Mr. Biden is first restoring and slightly strengthening auto mileage standards to the levels that existed under President Barack Obama but were weakened during the Trump administration. The new rules, which would apply to vehicles in the model year 2023, would cut about one-third of the carbon dioxide produced annually by the United States and prevent the burning of about 200 billion gallons of gasoline over the lifetime of the cars, according to a White House fact sheet.
The administration next plans to draft even more stringent pollution rules for both passenger vehicles and heavy-duty trucks that are designed to compel automakers to ramp up sales of electric vehicles.
“There’s a vision of the future that is now beginning to happen, a future of the automobile industry that is electric — battery electric, plug-in hybrid electric, fuel cell electric,” said Mr. Biden, who announced the plan from the South Lawn of the White House before an array of parked electric vehicles, including the Ford F150 Lightning, the Chevrolet Bolt EV and a Jeep Wrangler. “The question is whether we’ll lead or fall behind in the future.”
Mr. Biden’s actions amount to an attempt to overhaul a major American industry in order to better compete with China, which makes about 70 percent of the world’s electric vehicle batteries. In an effort that blends environmental, economic and foreign policy, Mr. Biden wants to retool and expand the domestic supply chain so that the batteries that are essential to electric vehicles are also made in American factories.
“This is the first example of how Biden’s administration would do industrial policy in the climate change context,” said Michael Oppenheimer, a professor of geosciences and international affairs at Princeton University.
Without a radical change to the type of vehicles Americans drive, it will be impossible for Mr. Biden to meet his ambitious pledge to cut planet-warming emissions by 50 percent from 2005 levels by the end of this decade. Gasoline-powered cars and trucks are the largest single source of greenhouse gases produced in the United States, accounting for 28 percent of the country’s total carbon emissions.
He also signed an executive order that calls for the government to try to ensure that half of all vehicles sold in the United States be electric by 2030.

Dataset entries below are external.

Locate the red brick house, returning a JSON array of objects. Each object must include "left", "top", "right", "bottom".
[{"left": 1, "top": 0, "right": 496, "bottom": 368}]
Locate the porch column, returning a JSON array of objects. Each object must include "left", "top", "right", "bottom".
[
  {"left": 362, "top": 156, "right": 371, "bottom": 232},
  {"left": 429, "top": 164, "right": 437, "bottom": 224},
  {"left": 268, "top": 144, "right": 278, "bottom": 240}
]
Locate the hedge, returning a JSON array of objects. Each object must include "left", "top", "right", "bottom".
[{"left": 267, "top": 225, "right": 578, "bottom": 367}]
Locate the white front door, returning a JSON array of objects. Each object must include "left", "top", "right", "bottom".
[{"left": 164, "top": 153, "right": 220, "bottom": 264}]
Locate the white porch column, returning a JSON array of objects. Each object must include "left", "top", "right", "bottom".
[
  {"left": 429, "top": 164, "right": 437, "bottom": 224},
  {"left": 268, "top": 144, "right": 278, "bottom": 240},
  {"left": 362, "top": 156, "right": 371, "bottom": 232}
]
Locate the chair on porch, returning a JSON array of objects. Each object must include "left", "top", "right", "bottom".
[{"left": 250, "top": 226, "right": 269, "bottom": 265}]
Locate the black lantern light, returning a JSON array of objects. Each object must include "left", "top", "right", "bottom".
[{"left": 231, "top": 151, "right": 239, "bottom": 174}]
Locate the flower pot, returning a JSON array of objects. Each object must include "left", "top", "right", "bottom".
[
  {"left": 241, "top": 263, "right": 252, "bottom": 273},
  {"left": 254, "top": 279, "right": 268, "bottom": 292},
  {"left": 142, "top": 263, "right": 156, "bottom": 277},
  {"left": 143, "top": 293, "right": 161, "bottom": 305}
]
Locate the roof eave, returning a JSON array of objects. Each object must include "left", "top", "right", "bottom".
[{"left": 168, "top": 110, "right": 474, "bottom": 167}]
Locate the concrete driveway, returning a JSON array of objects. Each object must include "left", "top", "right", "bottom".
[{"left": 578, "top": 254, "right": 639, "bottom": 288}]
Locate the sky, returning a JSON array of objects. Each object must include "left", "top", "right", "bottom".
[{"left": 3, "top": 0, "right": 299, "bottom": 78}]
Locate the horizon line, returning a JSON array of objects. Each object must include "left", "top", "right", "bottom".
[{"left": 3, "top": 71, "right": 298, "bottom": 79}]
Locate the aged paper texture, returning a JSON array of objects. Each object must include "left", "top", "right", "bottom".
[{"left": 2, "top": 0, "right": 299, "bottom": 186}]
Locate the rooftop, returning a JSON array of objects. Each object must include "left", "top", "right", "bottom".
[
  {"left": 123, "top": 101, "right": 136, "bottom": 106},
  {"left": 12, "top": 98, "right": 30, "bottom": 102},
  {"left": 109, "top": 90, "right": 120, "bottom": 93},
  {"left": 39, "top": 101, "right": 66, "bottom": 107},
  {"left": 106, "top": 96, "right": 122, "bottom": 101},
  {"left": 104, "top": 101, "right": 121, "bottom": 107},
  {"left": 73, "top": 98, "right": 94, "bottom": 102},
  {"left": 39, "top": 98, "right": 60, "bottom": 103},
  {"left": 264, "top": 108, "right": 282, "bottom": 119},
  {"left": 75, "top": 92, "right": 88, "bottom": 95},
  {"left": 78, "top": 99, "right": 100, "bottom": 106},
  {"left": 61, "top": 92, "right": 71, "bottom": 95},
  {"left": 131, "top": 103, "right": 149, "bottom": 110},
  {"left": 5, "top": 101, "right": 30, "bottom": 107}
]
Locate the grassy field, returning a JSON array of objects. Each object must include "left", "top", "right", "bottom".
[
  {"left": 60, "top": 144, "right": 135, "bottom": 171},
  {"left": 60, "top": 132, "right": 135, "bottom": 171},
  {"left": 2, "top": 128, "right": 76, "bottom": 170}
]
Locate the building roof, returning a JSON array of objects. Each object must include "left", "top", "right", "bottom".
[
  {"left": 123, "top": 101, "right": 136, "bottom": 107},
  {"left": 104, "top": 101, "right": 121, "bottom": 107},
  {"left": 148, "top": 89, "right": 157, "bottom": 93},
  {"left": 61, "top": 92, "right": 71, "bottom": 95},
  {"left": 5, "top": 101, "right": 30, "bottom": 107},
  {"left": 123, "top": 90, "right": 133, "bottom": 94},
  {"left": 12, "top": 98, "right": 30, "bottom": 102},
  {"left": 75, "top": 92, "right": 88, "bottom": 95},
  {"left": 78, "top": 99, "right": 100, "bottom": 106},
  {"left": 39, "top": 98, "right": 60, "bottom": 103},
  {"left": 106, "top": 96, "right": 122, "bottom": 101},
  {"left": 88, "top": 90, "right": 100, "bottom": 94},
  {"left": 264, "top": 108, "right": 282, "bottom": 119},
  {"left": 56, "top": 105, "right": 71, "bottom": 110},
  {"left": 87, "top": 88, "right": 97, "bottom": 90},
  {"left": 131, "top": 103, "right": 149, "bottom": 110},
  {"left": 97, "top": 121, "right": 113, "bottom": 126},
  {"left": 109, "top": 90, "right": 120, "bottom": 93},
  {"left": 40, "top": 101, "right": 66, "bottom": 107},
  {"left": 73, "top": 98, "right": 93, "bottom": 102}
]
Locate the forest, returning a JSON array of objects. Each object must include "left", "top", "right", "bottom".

In a signal of industry support, the president was joined on the South Lawn by the chief executives of the nation’s three largest automakers, as well as the head of the United Auto Workers. The automakers pledged that 40 to 50 percent of their new car sales would be electric vehicles by 2030, up from just 2 percent this year, on the condition that Congress passes a spending bill that includes billions of dollars for a national network of electric vehicle charging stations, as well as tax credits to make it cheaper for companies to build the cars and consumers to buy them.